Is this the expected behaviour? I'm expecting LogManager.Flush()
to be synchronous, ie: to block until all pending messages are written (or the timeout is exceeded).
Code I use on shutdown:
LogManager.Flush(ex => { }, TimeSpan.FromSeconds(15));
And then the code to initialise Nlog (this is a Silverlight app, so I'm not using any config files).
public static void InitialiseNLog(LogLevel forLevel)
{
var config = new LoggingConfiguration();
// Add targets.
// We need an async target wrapping a custom web service call back to the server.
var serverTarget = new RemoteServiceTarget();
var asyncWrapper = new AsyncTargetWrapper(serverTarget, 10000, AsyncTargetWrapperOverflowAction.Discard);
asyncWrapper.TimeToSleepBetweenBatches = (int)TimeSpan.FromSeconds(2).TotalMilliseconds;
asyncWrapper.BatchSize = 200;
// Add rules.
var rule = new LoggingRule("Company.Application.SilverlightApp.*", forLevel, asyncWrapper);
config.LoggingRules.Add(rule);
// Activate the configuration.
LogManager.Configuration = config;
LogManager.GlobalThreshold = forLevel;
}
The comment by ligos is on the right track.
The AsyncTargetWrapper.CloseTarget()
method was modified as a result of NLog issue 134, where a nested BufferingTargetWrapper
wasn't getting flushed on domain unload.
LogManager.Shutdown()
does indeed force the AsyncTargetWrapper
to effectively flush synchronously but it would have to be used after LogManager.Flush()

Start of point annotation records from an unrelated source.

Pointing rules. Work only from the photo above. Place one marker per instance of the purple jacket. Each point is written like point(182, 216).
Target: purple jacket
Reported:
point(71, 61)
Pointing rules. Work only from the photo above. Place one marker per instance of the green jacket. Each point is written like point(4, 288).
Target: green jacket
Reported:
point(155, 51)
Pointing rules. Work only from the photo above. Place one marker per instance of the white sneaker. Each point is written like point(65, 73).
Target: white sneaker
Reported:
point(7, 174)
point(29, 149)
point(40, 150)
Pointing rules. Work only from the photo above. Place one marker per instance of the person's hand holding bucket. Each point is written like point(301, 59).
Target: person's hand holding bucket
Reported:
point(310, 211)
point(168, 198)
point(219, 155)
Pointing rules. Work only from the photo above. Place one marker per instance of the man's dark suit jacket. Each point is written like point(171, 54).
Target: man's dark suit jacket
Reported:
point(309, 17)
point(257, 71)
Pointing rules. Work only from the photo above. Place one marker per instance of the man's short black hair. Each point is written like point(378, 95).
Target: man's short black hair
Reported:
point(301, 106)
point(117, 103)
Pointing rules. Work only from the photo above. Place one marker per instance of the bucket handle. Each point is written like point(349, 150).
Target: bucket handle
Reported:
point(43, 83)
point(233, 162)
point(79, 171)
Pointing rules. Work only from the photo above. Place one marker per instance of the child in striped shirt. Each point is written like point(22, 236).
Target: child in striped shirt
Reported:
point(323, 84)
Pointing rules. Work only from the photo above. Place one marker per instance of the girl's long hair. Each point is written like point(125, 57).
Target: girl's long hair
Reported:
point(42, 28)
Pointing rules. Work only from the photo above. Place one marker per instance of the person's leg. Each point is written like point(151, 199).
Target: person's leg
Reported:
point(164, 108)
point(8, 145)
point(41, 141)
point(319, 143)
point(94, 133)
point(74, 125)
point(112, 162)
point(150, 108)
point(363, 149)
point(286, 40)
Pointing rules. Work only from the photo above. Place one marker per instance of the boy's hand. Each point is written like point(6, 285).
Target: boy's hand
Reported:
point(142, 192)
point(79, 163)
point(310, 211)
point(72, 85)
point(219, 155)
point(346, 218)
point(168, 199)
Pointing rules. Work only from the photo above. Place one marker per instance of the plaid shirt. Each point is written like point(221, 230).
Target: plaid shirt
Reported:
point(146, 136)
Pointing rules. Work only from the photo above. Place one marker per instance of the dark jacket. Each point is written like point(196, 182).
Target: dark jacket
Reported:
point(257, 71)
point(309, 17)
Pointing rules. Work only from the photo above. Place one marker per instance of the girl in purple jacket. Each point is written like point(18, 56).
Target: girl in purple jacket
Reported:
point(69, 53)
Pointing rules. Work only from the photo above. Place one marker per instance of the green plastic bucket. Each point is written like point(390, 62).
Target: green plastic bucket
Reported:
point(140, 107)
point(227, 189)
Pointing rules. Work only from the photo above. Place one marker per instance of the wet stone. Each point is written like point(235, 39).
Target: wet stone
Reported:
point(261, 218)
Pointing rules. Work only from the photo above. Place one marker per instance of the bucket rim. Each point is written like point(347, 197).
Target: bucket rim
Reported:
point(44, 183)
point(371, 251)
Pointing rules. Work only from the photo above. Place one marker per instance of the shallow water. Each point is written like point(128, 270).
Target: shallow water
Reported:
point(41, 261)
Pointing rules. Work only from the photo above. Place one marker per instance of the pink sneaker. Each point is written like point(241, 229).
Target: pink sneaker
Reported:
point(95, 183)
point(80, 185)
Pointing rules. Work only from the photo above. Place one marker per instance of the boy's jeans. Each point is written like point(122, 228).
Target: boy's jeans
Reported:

because targets such as the BufferingTargetWrapper
don't actually flush on close. It may be better to set LogManager.Configuration = null
as this performs a flush and then closes the targets in one hit and the configuration will be reloaded (if using configuration file) next time it needs to be used.
I've tested both and I have gone with the latter as I am wanting my logging back up and running after I've put things right, but given the question is in Silverlight I would recommend:
LogManager.Flush();
LogManager.Shutdown();
Edit
LogManager
sets the config to null on domain unload or process exit so we shouldn't be seeing this problem unless running an old NLog version. The NLog issue was fixed in Oct 2012. Have tested without explicit shutdown or setting config to null and can confirm that calling LogManager.Flush()
is enough.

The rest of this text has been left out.